Presented on Wednesday, October 9 in the Barn at Quarry Farm as part of the 2019 Fall Trouble Begins Lecture Series.
Before he was a famous novelist, Mark Twain lived and worked in the Nation's Capital, first as an aide to Senator William Stewart of Nevada - he was quickly fired - then as a lobbyist and Washington correspondent. These early experiences gave Twain a unique perspective on American politics, and in later years he became a fierce critic of war and imperialism. Having has his profits as an author reduced by pirated editions of his works, he returned to Washington late in life to testify before Congress for copyright protection for authors. People still read his trenchant writings on politics, with good reason. They still speak to us. "Fleas can be taught nearly anything that a Congressman can," Twain wrote in What is Man? and Other Essays. In Mark Twain, A Biography, he is quoted as saying "Suppose you were an idiot. And suppose you were a member of Congress. But I repeat myself." What would he say today?

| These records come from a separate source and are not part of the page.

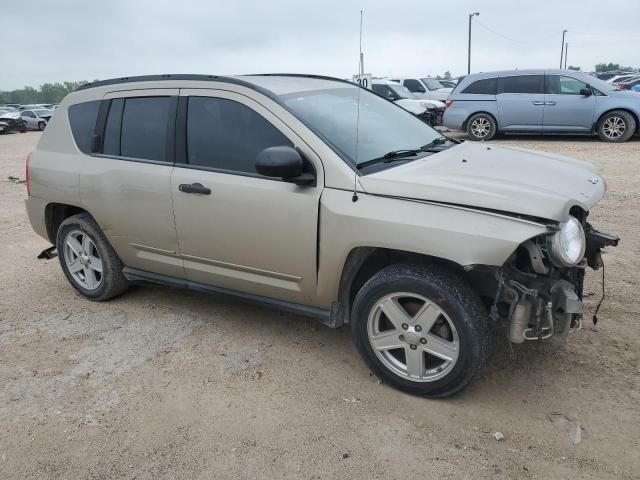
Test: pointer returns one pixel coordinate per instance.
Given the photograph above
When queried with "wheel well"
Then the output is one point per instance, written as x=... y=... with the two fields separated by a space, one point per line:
x=630 y=112
x=55 y=214
x=364 y=262
x=464 y=125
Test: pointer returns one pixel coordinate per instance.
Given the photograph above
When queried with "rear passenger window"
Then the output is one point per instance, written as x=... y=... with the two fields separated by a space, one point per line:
x=82 y=118
x=523 y=84
x=488 y=86
x=112 y=128
x=144 y=127
x=227 y=135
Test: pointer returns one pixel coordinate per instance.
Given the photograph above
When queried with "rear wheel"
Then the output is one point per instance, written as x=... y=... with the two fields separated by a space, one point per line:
x=88 y=260
x=616 y=126
x=422 y=330
x=481 y=126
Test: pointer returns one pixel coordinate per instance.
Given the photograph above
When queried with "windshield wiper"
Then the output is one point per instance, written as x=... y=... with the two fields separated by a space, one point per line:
x=392 y=156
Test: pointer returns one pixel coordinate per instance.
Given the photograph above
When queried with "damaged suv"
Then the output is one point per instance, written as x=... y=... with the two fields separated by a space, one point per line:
x=313 y=195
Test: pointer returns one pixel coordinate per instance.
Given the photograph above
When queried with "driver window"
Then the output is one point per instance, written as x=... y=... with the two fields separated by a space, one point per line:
x=561 y=85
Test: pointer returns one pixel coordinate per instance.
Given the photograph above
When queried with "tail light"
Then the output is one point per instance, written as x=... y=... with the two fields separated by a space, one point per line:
x=27 y=174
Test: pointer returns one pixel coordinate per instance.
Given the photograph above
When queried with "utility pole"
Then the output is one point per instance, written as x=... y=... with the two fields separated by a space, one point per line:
x=361 y=54
x=564 y=32
x=471 y=15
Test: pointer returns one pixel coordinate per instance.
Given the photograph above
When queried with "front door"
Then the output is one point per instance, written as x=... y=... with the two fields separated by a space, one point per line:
x=566 y=109
x=520 y=103
x=240 y=230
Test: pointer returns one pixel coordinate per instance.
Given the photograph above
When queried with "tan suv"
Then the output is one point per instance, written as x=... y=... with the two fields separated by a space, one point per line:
x=313 y=195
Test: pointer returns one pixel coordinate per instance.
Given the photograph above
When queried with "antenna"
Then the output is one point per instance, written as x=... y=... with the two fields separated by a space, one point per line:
x=361 y=54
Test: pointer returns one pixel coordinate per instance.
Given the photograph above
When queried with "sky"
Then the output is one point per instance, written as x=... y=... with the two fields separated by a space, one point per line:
x=65 y=40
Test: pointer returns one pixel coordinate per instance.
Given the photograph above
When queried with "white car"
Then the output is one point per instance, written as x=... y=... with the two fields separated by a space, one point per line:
x=430 y=111
x=425 y=87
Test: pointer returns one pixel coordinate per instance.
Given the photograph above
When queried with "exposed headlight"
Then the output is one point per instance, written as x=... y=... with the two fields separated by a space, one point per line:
x=566 y=247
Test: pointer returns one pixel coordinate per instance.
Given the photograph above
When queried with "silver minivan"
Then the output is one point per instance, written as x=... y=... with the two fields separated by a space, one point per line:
x=541 y=101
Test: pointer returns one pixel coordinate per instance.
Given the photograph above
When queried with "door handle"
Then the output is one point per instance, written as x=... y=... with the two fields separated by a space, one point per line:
x=194 y=188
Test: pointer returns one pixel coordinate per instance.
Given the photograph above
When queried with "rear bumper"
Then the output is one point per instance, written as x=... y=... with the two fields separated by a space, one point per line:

Alan Pell Crawford is the author, most recently, of How Not to Get Rich: The Financial Adventures of Mark Twain, published in 2018. His previous books include Unwise Passions: The True Story of a Remarkable Woman and the First Great Scandal of Eighteenth-Century America and Twilight in Monticello: The Final Years of Thomas Jefferson. A former Senate and House staffer, Alan has been a residential scholar at the international Center for Jefferson Studies at Monticello and George Washington's Mount Vernon. He has written for the Wall Street Journal for 25 years and had been published in the New York Times, the Washington Post, the Weekly Standard, and Vogue. He lives in Richmond, Virginia.